Each year, the Society for Electroanalytical Chemistry presents the Charles N. Reilley Award to a scientist who has made “significant contributions to electroanalytical chemistry.” The 2022 Reilley Award recently went to Paul Bohn, Arthur J. Schmitt professor of chemical and biomolecular engineering and professor of chemistry and biochemistry at Notre Dame.

Bohn said it was not bad for someone who had “wandered into the field.”

Courtesy of Paul Bohn
Notre Dame professor of chemical and biomolecular engineering and chemistry and biochemistry Paul Bohn recently won the Charles N. Reilley Award for his work in electrochemistry, a field he said he “wandered“ into. 

“I’m not trained in electrochemistry; I’ve never had a class, I’ve never studied with anyone,” Bohn said. “I never expected to be recognized with an award like this.”

Bohn obtained his Bachelor of Science degree from Notre Dame and his doctoral degree from the University of Wisconsin-Madison, both of which were in chemistry.
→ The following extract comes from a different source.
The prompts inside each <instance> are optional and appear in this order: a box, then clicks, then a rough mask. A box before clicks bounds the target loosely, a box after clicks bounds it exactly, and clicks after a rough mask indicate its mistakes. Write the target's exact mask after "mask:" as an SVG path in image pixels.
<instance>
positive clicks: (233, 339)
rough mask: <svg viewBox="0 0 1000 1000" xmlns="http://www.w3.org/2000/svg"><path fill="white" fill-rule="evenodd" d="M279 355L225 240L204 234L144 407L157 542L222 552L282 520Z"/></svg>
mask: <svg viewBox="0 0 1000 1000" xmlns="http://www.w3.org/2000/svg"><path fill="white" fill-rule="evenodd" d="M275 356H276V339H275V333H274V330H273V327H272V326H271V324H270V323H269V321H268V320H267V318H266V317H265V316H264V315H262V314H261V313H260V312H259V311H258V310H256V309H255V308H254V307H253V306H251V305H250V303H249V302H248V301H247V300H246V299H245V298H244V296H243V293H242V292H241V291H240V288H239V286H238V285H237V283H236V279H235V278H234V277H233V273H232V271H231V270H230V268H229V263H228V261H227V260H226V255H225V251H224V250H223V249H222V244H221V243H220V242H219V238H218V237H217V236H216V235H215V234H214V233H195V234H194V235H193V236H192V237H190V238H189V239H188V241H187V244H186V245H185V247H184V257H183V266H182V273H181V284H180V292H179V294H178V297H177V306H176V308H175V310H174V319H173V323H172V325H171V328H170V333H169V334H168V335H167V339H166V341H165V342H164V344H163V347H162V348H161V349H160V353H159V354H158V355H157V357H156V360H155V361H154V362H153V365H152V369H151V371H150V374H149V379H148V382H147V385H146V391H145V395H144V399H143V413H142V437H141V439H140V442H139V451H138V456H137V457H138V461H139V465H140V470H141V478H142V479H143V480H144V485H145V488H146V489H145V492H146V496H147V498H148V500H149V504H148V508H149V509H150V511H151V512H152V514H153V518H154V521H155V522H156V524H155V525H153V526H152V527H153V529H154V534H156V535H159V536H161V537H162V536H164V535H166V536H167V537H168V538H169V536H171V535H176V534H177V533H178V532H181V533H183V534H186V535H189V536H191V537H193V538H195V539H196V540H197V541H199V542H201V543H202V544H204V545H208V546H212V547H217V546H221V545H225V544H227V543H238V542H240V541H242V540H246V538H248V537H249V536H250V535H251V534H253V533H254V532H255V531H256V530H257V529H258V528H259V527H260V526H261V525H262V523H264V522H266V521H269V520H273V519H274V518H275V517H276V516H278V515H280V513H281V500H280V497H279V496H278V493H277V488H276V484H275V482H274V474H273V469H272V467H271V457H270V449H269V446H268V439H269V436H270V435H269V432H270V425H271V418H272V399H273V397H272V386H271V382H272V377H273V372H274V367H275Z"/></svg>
He initially worked in the field of optical spectroscopy, a process of studying properties of light to characterize the contents of chemical systems.

While teaching at the University of Illinois at Urbana-Champaign, Bohn said, a postdoctoral assistant convinced him to try experimenting with electrochemistry, a vastly different area of chemistry that studies the role of electricity in chemical reactions.

Bohn said his inexperience in the field led to work that he called “very heterodox” at first but which was ultimately very successful.

“They were very unusual experiments, but they got people’s attention, and we got a lot of notoriety,” Bohn said. “That kind of launched us into asking questions other electrochemists wouldn’t necessarily ask.”

Twenty years later, Bohn continues to do noteworthy work in the field of electrochemistry. He received the Reilley Award primarily due to achievements at the intersection of nanoscience and electrochemistry. This work involves building tiny chemical structures to perform experiments at a microscopic level. Such work is measured in units of nanoliters — too small for the naked human eye to view.

“The end of your thumb is about a milliliter,” Bohn said. “If you take that volume and you take a millionth of it, and then you take a millionth of it again, you have a nanoliter and those are the volumes that we work with.”

Bohn’s self-described research “hobby” is correlated imaging, a technique that allows scientists to view how bacteria and other microbes communicate with each other chemically. This work harnesses his background in optical spectroscopy and combines it with his acquired interest in electrochemistry.

Outside of his own research, Bohn serves as director of the Institute for Precision Health at Notre Dame. This initiative conducts molecular and cellular research with the aim of creating tools to prevent and treat diseases. Current research themes include molecular mining, molecular recognition and micro and nano-scale instrumentation, among others.

Moving forward, Bohn said he hopes to combine some of his different interests and research projects. He said he believes synthesizing the findings in his diverse experiments may facilitate further breakthroughs in the field of electrochemistry.

While Bohn will continue to be active in the research community, he said for him “it’s all about the students.”

“There is literally no better job in the world than walking into the office — or out of my bedroom, now, in the pandemic — and being able to take what’s between your two ears, and utilize that to excite students about doing science and helping them learn how to do science, and then taking the results of those experiments that they did, and helping educate the rest of the world,” Bohn said. “It starts with the students and everything revolves around them.”

To students hoping to have a career like his, whether it be in science or otherwise, Bohn advises to leverage the things they already enjoy doing for fun.

“Try to find something that, as a friend of mine once said a long time ago, allows you to do the things that you’d be doing in your basement anyway,” Bohn said. “If you forget that you’re working, it’s the right career for you.”